Do big companies have the power to modify the democracy of the net?
America’s internet community is in the middle of a battle over net neutrality: the right to keep the internet open, unregulated and free. Presently a law erected under the Obama government, dubbed Title II, forbids any ISP from controlling the way Americans consume the net. But the Federal Communications Committee is looking to overthrow net neutrality and give ISPs unprecedented powers. Despite losing an initial 12th of July vote, the FCC has another chance to pass its motion at an upcoming December 14 meeting.
FCC’s efforts are spearheaded by Ajit Pai, who has deemed Title II “heavy handed”. Pai believes the internet isn’t as free or open as its claimed. “Now look: I love Twitter. But let’s not kid ourselves,” Pai said, “when it comes to a free and open Internet, Twitter is a part of the problem. The company has a viewpoint and uses that viewpoint to discriminate.”
Pai believes increased regulation will create better competition between ISPs, and give consumers a better deal. But his stance has drawn the ire of prominent businesses. During the July vote, a Day of Action was created, a nationwide push to keep net neutrality alive. More than 100,000 advocates joined forces – including Reddit, Netflix and Airbnb .
Ironically, three internet giants who have long been bastions of net neutrality were noticeably muted in their support of the Day of Action.
Google wrote a blog post and sent an email to Day of Action members; people who were already cognizant of and interested in the subject.
Facebook arguably took a stronger position. Mark Zuckerberg wrote a short Facebook post that argued for a free and open internet. It must be said that he didn’t use the abundance of social tools at his disposal to amplify this veiwpoint.
Last but not least, Amazon opted for a tiny banner split between its ads. Not a great effort.
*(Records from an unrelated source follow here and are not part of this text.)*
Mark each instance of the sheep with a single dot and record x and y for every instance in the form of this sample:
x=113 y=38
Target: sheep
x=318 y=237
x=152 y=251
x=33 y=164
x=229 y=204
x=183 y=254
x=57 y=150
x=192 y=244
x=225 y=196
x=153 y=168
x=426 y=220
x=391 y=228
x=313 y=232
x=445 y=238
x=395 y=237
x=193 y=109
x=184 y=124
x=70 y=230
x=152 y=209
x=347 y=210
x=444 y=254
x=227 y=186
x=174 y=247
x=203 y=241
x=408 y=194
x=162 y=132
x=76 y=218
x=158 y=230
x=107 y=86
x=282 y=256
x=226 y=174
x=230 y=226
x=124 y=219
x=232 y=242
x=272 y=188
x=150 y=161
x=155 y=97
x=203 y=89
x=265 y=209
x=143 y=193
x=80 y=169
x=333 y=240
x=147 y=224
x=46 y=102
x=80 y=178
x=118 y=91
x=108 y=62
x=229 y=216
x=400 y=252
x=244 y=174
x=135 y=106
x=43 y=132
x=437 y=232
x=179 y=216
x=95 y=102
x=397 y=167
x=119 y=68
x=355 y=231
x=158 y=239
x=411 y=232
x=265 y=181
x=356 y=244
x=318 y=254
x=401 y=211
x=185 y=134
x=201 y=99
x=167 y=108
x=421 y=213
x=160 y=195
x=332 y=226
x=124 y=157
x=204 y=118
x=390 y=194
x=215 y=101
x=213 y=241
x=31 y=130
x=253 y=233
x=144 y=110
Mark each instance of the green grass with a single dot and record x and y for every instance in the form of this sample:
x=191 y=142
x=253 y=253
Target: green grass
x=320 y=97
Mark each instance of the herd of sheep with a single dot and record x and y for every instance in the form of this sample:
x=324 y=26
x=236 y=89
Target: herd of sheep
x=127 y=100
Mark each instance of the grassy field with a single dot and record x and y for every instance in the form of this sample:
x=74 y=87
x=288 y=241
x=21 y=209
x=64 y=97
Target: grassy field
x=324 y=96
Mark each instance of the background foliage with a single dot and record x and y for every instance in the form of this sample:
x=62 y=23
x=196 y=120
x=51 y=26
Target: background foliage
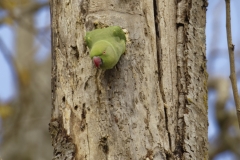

One explanation for this is that since 2014, Google and Facbook alone have increased their market share and now account for more than 70% of all internet traffic. By working with the FCC, these internet giants could easily increase their revenue and wipe out competitors. Imagine a world in which they strike up agreements with ISPs and lock you in to their service. Imagine a world where the content you like is throttled because your ISP doesn't have a deal with content provider. It’s the very definition of anti-competitive.
Plus, with Google’s push to become a part of our everyday home life – AI, gadgets and more – what would stop the search engine giant invading our homes further?
Pai is attempting to regulate an open market pitched on a delicate tightrope. If you’re committed to keeping net neutrality alive and well in the US, keep your eyes peeled for next month’s vote.